Emoji Women Can Now Get Pregnant, But They Still Can’t Work

The new pregnant woman emoji.

Joshua M. Jones/Emojipedia

This week the Unicode Consortium, a nonprofit organization responsible for coordinating and standardizing code across the computing industry, released 72 new emojis. They include men wrestling, a man playing water polo, a man playing handball, and a man juggling. Absent are women playing sports or working jobs or doing much of anything at all, unless you count the ones shrugging or face-palming—or Mrs. Claus, whose exact responsibilities I’ve never understood. The only other new woman-specific emoji is a pregnant woman.

That a pregnant woman is the singular attempt to diversify the life of emoji women isn’t surprising. We’re living in an era of unprecedented fascination with the baby bump. Tabloids meticulously monitor the midsections of celebrities, including those who have announced their pregnancy and those who haven’t and show little interest in becoming so. Unfortunately for the rest of us, unfamous bumps receive outsize attention these days, too. There’s a new app called BellyBump designed—by two actors and a musician—to create time-lapse videos of growing bumps. The large numbers of women who catalog the rise and fall of their midsections during and after pregnancy on Instagram suggests there is a real market for this.

I’m not immune to the excitement occasioned by pregnancy.

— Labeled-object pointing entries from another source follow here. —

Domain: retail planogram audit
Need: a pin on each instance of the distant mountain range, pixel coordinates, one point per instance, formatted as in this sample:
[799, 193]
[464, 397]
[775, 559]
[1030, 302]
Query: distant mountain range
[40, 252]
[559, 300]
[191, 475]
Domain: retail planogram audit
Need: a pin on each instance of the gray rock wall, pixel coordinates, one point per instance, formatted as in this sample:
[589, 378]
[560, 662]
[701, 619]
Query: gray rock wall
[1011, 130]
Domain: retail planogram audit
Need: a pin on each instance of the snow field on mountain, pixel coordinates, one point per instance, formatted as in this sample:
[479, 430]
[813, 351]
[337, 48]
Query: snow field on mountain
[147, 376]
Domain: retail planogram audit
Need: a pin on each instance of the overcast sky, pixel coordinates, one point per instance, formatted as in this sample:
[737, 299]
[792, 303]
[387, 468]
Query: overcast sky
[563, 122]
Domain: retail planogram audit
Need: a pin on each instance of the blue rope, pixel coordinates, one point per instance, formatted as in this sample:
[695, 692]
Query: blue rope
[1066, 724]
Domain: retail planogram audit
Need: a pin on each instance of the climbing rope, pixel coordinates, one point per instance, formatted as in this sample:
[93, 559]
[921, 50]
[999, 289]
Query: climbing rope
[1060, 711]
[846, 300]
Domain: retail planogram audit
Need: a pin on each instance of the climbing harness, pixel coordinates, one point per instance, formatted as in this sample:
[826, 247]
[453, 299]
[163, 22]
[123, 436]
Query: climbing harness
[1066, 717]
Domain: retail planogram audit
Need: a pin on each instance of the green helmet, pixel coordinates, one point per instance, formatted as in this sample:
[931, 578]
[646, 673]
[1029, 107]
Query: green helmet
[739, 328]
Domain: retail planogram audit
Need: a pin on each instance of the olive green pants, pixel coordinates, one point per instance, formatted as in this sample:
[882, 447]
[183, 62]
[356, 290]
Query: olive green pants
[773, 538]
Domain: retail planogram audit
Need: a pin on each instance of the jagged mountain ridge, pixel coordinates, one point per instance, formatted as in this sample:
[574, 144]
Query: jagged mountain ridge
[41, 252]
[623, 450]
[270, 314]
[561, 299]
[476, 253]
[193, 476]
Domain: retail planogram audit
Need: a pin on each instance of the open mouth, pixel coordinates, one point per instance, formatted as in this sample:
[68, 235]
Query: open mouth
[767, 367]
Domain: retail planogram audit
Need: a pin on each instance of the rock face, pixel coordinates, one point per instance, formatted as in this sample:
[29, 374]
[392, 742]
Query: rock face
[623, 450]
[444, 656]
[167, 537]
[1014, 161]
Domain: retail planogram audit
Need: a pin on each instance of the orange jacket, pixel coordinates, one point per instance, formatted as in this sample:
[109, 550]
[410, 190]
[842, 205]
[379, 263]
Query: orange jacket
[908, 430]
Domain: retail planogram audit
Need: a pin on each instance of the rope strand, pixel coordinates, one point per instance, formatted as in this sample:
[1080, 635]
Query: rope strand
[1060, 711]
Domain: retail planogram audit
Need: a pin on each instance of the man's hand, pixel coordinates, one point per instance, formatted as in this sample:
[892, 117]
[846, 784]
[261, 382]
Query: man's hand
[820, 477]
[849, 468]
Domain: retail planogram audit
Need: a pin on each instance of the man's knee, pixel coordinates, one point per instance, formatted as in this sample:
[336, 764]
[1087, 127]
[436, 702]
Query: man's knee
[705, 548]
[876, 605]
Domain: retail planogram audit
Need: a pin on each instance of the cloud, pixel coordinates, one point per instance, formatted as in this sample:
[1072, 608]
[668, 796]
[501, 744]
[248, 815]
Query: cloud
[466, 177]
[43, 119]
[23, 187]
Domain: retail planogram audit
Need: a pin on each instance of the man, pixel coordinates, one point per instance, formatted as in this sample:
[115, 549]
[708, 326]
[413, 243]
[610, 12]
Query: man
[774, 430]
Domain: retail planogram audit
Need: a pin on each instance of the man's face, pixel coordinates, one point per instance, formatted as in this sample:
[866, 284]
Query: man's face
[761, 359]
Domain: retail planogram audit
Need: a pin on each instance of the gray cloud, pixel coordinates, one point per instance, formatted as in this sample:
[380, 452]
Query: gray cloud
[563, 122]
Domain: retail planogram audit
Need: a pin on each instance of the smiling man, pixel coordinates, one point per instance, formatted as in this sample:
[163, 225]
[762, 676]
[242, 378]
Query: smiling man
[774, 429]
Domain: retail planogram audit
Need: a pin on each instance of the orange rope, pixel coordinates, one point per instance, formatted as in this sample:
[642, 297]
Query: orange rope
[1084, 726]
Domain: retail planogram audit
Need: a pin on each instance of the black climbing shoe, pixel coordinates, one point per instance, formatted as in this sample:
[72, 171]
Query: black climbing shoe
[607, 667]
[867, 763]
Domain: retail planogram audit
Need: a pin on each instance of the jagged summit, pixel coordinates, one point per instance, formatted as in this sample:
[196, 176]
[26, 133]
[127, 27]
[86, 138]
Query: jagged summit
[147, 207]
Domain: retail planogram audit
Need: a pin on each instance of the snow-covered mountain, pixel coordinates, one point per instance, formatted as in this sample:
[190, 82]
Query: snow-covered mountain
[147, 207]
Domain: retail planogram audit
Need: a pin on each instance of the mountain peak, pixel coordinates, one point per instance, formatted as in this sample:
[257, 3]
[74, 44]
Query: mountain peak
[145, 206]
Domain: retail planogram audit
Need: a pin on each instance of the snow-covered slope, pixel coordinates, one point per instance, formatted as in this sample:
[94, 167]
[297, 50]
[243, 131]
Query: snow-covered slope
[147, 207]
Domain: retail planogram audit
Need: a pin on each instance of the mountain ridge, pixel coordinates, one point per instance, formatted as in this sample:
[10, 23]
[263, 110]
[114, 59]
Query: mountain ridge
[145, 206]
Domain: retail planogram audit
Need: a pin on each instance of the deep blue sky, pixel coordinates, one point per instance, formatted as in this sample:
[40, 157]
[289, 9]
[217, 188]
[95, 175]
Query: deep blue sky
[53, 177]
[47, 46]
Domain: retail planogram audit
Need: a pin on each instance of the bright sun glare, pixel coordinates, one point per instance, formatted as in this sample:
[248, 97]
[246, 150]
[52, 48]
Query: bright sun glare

But I am also not immune to the prodigious scrutiny placed on women’s bodies, nor to the fact that our love of mothers with children in utero doesn’t necessarily translate to a love of mothers after their babies are born. Bumps are sweet, but less attention paid to women’s bodies and more attention paid to affordable childbirth and paid parental leave would be sweeter.

There are other gestures towards inclusivity among the new emojis. In addition to Mrs. Claus, there’s a prince (suggested companion for the princess), man in tuxedo (suggested companion to the bride with veil), and a male dancer (suggested companion to the female dancer.) It’s an improvement tempered by the fact that these emojis read more as part players in a familiar, gendered narrative than a tech-world-worthy disruption of the gendered status quo.

But more female emojis may not be far off. Over the past year there has been a push towards more diverse representation of women, including Amy Butcher’s op-ed in the New York Times arguing for “Emoji Feminism” and Google’s recent proposal of 13 new female emojis, including a scientist, a healthcare worker, and an engineer. A 2015 report on emoji use found that 92 percent of people on the internet use emojis, with women taking the lead over men. (Specifically, 78 percent of women report using emojis frequently, compared to 60 percent of men.) The appeal of incorporating these Simpsons-hued symbols into our digital exchanges lies largely in their ability to imbue our written messages with tone. A cartoon expression or addition of a pile of pancakes can render our words playful, compassionate, or ironic—an adjustment otherwise achieved by adjusting the timber of our voices. Emojis are quickly becoming an important part of how we communicate, which makes the fight for inclusivity more important than a cause célèbre among the politically correct; it’s an attempt to make an increasingly relied upon language reflect the world it is being used to describe.

The fact that Unicode neglected to raise the number of women doing things this time around has less to do with indifference, and more to do with the slow process of making things happen at an international consortium. (Also, there have reports that some members of Unicode would prefer to spend less time on emojis and more time on their original mission of translating alphabets, new and old, into code that can be read by all computers.) Jeremy Burge, the founder of Emojipedia.org and a member of Unicode’s Consortium’s Emoji Subcommittee, told the Guardian that Google’s proposal was convincing and “pragmatic from an encoding point of view” and suspects it could be implemented sometime this year. “It’s pretty clear that female-oriented professions are under-represented in emoji, and this approach is a clever way to address the issue now, rather than pushing it down the line,” he told the paper, adding that the issue will be discussed at a Unicode meeting in August. Hopefully this means that emoji construction workers, police officers, and sleuths will start getting female coworkers soon.